Als meine Mutter mit dem späteren Vater meiner Halbschwester ins Bett stieg und aus seinem Leben verschwand, hatte er nach einer kurzen Zeit der Verletzung die Chance sein Leben neu zu starten. Das Leben mit seiner zweiten Frau war besser als alles, was er vorher je hatte. Auch wenn seine Frau nach meinen Maßstäben weit von einem wirklich respektvollen Miteinander entfernt war, so war sie doch nach seinen Maßstäben ein Quantensprung. Es ist halt schon ein Unterschied, ob man seine 16-Jährige Tanzpartnerin schwängert, und diese in den späten 50ern heiraten muss, oder ob eine erwachsene Frau entscheidet „mit diesem Mann will ich meine Kinder bekommen“ und ihr Familienprojekt in den 70ern freiwillig mit dir angeht. Er sagt selber, dass er in der Ehe mit meiner Mutter kein guter Ehemann war, aber es gehören leider auch immer zwei dazu, wie sich eine Beziehung entwickelt. Wenn meine Mutter später klagte, meine Stiefmutter hätte den Mann bekommen, den sie immer gerne gehabt hätte, und keiner ihrer nachfolgenden Partner auch nur ansatzweise diesem Wunschbild nahegekommen ist, dann ist der Vermutung schon begründet, dass es bei meinen Eltern nicht anders war. Aber damals war es noch ein Tabu an seinen Kindheitsdefiziten zu arbeiten, denn wie meine Mutter sehr schön sagte „Eine Therapie ist ein Makel, den man nie wieder loswird.“ Dann ist man halt meist dazu verdonnert seine Geschichte zu wiederholen.

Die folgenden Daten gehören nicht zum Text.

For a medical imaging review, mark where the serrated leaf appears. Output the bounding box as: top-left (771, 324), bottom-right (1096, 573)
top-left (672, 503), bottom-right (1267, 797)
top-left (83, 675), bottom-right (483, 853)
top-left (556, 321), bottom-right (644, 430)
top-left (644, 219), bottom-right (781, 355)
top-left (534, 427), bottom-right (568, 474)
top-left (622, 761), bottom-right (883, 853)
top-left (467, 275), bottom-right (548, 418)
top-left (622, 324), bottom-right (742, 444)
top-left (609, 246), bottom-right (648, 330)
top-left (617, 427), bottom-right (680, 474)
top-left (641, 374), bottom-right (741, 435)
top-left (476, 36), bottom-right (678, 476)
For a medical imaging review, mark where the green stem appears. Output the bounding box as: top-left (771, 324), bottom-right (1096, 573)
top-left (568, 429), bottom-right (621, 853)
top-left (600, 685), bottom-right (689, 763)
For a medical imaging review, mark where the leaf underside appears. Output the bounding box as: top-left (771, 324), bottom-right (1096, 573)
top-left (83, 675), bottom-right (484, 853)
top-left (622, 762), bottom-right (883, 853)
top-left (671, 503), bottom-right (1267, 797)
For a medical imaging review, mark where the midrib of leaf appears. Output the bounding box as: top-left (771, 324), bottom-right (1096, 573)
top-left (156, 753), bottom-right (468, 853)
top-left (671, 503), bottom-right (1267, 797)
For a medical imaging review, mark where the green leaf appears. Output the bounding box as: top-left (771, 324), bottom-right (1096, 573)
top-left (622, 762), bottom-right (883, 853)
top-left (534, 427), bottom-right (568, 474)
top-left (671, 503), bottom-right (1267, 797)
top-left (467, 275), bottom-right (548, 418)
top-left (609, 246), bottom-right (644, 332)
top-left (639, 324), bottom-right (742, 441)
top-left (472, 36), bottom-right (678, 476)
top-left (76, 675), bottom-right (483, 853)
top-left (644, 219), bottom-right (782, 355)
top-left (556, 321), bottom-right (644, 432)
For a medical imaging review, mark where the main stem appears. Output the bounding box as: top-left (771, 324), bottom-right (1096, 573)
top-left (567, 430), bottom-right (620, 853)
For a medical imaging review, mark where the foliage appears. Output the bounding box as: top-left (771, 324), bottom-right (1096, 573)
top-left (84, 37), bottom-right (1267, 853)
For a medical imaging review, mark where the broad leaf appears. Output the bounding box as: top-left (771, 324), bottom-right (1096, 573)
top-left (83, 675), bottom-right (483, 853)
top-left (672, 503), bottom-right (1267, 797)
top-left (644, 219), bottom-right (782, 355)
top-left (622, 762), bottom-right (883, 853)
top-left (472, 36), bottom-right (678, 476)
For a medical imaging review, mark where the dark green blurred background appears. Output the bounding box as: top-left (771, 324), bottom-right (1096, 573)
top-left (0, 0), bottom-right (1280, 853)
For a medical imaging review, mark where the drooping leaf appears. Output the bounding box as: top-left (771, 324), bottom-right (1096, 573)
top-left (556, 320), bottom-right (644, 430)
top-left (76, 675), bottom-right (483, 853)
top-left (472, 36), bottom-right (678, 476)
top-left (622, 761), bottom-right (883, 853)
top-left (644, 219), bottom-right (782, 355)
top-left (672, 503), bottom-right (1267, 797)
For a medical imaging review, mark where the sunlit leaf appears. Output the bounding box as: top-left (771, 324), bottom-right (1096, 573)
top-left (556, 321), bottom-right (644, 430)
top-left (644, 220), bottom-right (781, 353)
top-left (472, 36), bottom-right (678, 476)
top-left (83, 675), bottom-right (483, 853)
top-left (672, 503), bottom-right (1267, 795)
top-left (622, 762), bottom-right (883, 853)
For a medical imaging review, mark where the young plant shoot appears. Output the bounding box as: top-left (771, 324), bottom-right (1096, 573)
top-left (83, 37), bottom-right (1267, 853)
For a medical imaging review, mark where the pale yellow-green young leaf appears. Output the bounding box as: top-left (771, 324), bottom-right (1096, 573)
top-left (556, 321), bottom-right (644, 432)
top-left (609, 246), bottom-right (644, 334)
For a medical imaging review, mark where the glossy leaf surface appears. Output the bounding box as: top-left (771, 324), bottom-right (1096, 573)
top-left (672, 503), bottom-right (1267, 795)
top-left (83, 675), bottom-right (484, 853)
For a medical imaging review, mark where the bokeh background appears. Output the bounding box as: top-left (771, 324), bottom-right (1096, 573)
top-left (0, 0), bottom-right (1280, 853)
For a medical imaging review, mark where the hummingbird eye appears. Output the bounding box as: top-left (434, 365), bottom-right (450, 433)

Das ist für mich auch das größte Problem von Kindern, die mit alleinerziehenden Eltern (in der Regel ohne Vater) aufwachsen. Es ist für Mädchen und Jungen ein ähnliches Problem, wenn sie nie die Chance hatten mit einem normalen Mann in Form ihres Vaters den Realitätsabgleich durchzuführen und ein eigenes Rollen- oder Partner- Bild zu entwickeln. Der einzige „Vorteil“ den Jungen hier haben, ist, dass sie im Falle einer Trennung eher in den Schuhen ihres Vaters stehen und somit gezwungen sind, sich mit ihren Defiziten auseinanderzusetzen, während Mädchen die Verantwortung einfach beim Partner abwälzen können. Der Vater ist in diesem Weltbild halt nicht wichtig. „Ich kann das alleine, so wie meine Mutter.“ lässt sich für eine Frau nach der Trennung vertreten, ohne im Widerspruch zur eigenen Person zu sein. Wer ein schönes Beispiel dafür aus der Promiwelt haben will, der braucht sich nur Angelina Jolie ansehen, die sich dem Vater ihrer Kinder gegenüber genauso verhält, wie ihre Mutter ihrem Vater Jon Voight gegenüber. Wenn ich aber, als derjenige, der seine Kinder liebt allerdings plötzlich in die Position gedrängt werde unwichtig oder irrelevant zu werden, dann gibt es zwei Möglichkeiten:
1.) Sich jemand anderen suchen mit dem man weiter macht, bis es irgendwann mal klappt
2.) Wenn Du Dir sagst: „Das will ich für meine Kinder nicht.“: Diese Problemen und Defizite aufarbeiten, und dann für sich selber entdecken was es heißt Vater zu sein.

Aus eigener Erfahrung sage ich, dass das der schwerere Weg ist, aber definitiv nachhaltiger und es gibt für mich nichts Schöneres, als die Entwicklung meiner Kinder miterlebt zu haben, und ihnen bei Problemen und Sorgen mit Rat und Tat zur Seite gestanden zu haben. Und ich bin mir sicher, dass sie meine Familiengeschichte nicht wiederholen werden.